メリンダ・ゲイツ、10年前から揺るがない「自己表現」とは

メリンダ・フレンチ・ゲイツ(Getty Images)


10年前のメリンダ・ゲイツは?


こうしたメリンダ氏のプレゼンスは、いつ生まれたのだろうか。

10年ほど前に撮影された、TEDでのスピーチ映像を見てほしい。そこに写っている彼女は、トープ色のカラーレス・パンツスーツにグリーンのインナーを合わせ、ゴールドのネックレスとイヤリングを身に着けている。肩に届くくらいのセミロングの髪を丁寧に整え、ごく自然なメイクを施している


2012年4月、TEDに出演したメリンダ氏

スピーチ中は真剣な表情で、落ち着いた低めの声で語りかける。手で作るジェスチャーや体の動きも無駄がなくゆったりとしている。筆者は個人的にも好きな姿だ。
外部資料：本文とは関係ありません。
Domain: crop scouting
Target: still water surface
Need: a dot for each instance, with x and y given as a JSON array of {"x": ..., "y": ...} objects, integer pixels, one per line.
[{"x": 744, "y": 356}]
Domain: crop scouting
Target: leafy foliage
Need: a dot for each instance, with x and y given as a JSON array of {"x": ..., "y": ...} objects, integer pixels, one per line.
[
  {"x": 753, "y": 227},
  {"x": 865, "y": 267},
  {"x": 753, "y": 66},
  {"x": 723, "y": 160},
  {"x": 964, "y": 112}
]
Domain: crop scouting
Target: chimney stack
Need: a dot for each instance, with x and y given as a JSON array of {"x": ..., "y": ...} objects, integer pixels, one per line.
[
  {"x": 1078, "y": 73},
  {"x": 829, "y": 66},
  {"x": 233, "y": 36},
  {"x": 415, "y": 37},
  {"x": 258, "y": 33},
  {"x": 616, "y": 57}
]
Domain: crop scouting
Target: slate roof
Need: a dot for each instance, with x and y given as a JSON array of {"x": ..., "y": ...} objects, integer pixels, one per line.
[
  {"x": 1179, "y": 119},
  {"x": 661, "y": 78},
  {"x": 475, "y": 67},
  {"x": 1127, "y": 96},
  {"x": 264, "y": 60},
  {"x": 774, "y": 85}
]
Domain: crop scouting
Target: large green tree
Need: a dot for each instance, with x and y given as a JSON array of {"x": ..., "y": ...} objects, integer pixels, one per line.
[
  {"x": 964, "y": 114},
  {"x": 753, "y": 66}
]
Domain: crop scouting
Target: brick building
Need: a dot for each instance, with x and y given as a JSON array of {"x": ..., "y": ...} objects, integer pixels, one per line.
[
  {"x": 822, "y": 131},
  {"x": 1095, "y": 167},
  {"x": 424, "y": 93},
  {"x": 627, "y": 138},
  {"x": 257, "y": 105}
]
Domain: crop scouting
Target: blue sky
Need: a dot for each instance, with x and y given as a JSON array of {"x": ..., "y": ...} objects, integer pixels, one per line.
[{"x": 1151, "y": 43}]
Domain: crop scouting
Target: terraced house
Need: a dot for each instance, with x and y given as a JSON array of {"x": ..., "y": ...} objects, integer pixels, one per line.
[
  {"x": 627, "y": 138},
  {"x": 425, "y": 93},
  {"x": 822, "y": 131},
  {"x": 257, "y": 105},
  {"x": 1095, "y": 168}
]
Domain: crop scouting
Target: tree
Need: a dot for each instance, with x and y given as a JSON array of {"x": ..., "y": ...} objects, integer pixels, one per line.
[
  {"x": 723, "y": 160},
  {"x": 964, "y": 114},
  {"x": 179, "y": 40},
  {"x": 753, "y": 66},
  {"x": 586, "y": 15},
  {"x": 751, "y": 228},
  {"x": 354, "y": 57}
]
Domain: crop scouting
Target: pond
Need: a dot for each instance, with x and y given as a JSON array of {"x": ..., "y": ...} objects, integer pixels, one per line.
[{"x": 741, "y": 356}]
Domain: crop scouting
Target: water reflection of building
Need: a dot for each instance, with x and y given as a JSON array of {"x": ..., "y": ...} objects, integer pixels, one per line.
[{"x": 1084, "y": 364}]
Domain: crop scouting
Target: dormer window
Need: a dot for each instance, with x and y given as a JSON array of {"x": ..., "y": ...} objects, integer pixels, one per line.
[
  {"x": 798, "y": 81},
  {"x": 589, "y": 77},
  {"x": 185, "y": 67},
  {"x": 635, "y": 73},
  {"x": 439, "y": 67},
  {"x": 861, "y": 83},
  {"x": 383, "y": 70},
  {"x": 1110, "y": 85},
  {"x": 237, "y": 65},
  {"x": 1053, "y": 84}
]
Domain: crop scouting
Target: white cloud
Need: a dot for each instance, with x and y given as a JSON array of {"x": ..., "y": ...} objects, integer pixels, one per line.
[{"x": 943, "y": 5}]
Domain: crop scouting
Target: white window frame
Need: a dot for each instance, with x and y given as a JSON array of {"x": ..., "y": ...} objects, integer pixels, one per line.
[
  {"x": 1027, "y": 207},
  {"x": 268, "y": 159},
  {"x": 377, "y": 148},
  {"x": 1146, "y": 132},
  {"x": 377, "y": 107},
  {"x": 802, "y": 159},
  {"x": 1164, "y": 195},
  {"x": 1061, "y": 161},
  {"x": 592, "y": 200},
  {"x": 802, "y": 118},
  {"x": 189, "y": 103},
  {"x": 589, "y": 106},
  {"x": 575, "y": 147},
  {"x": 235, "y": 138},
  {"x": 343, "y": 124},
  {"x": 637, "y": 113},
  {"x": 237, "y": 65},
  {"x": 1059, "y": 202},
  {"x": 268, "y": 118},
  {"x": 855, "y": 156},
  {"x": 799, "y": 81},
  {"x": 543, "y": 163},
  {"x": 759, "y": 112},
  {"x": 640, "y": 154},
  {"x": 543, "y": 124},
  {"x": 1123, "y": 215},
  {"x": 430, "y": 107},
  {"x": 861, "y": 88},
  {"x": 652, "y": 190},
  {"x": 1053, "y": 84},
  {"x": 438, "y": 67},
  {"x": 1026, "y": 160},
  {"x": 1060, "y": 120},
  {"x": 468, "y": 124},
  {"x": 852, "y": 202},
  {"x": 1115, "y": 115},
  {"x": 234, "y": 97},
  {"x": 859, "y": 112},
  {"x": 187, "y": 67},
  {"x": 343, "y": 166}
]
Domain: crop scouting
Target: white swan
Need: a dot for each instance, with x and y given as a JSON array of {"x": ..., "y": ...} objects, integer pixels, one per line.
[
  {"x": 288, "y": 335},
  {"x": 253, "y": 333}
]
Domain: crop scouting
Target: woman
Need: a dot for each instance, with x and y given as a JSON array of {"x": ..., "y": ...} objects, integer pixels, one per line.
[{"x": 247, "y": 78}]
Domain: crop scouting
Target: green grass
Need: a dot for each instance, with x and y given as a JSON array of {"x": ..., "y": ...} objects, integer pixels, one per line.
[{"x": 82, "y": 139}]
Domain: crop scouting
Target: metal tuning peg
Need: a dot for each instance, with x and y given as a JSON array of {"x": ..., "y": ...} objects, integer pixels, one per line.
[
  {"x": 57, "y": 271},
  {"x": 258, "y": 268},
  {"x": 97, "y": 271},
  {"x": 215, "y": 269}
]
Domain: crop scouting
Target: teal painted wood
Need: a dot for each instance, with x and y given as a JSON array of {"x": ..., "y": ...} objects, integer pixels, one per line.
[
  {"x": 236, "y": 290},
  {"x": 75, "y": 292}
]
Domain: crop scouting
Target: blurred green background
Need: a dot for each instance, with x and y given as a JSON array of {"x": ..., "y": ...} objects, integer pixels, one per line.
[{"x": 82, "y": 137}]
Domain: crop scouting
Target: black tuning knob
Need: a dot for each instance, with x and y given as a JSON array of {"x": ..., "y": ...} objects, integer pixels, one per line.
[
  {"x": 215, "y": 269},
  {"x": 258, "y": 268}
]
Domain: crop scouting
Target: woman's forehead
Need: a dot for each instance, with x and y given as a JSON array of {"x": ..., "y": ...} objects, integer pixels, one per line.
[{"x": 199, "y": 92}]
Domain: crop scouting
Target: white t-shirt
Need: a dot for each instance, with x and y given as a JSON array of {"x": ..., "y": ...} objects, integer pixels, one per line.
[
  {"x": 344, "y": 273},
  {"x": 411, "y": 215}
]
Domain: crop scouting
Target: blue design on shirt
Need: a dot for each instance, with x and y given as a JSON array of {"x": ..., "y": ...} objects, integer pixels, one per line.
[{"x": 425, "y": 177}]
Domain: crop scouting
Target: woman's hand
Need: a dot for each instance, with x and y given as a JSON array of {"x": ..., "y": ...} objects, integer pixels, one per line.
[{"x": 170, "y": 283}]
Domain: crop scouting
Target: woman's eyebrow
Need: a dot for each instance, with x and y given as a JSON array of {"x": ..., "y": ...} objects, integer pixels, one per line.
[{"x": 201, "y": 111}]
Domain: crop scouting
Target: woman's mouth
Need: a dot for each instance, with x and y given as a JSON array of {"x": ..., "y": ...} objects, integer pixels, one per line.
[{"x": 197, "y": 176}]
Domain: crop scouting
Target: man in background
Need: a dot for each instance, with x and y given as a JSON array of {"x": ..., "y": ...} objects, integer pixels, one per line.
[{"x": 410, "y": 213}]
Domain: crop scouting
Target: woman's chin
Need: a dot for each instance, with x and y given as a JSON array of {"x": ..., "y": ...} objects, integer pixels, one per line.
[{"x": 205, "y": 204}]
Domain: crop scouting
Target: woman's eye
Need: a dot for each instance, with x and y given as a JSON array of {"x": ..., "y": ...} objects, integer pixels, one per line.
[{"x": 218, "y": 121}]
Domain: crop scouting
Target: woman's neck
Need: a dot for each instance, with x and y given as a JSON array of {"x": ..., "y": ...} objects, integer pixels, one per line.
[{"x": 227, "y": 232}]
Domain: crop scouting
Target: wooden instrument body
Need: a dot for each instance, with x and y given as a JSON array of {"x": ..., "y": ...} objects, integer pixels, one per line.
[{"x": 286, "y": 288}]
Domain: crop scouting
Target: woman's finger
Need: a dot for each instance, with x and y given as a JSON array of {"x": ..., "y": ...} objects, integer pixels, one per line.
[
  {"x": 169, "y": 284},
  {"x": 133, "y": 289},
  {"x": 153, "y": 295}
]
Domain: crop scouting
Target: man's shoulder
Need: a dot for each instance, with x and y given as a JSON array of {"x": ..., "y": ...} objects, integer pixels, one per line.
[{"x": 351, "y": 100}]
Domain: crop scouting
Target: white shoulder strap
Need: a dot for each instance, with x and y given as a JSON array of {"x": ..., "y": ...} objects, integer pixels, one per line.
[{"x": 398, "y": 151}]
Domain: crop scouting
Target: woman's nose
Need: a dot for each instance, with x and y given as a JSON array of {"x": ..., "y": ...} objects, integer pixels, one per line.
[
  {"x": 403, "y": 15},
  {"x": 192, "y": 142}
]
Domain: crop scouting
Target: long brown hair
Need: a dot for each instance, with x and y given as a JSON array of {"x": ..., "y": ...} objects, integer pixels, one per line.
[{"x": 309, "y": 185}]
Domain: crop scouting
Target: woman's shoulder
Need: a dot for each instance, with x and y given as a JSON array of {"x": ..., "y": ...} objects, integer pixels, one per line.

全体的にシックでカチッとしており、現在に比べてビジネス感が強い。この時から華美すぎる印象はなく、「自分の立ち位置」や「社会における自分のあり方」を意識したプレゼンスだといえる。

揺るがない自己表現


再び現在のメリンダ氏を見てみよう。やはり10年前からベースとなる姿勢は変わっていない。


米ForbesのYouTubeに出演した2021年3月のメリンダ氏

変化があったとすれば、以前よりも明るめの服装が増え、髪が長めになったこと。これは、世界的なビジネスシーンにおける服装のカジュアル化が進んだことが影響しているのではないだろうか。

現在は、人のイメージのカジュアル化や、軽快さも求められる時代となってきている。そのため明るくフェミニンな服装をすることで、自身の強いイメージの全体像を和らげ、アプローチャブル(近づきやすく)にしようとしているのかもしれない。ただ、こうした装いだと、一度言葉を発したときに本来彼女が持つ「強さ」とのギャップが強調され、より際立つような結果にはなってしまうのだが。

いずれにせよ、彼女が自分の外見の微調整をするにあたって、「華やかな自分」や「主役を演じる自分」といった表現はメインテーマではない。そこが揺らがないのがメリンダ・ゲイツという人なのだろう。

プレゼンスとは、その人の在り方であり生き方、そしてその人の思想や価値観が顕著に反映される部分だ。印象を良くするための“方法論”も大事だが、より大事なのはその人の「心のあり方」なのかもしれない。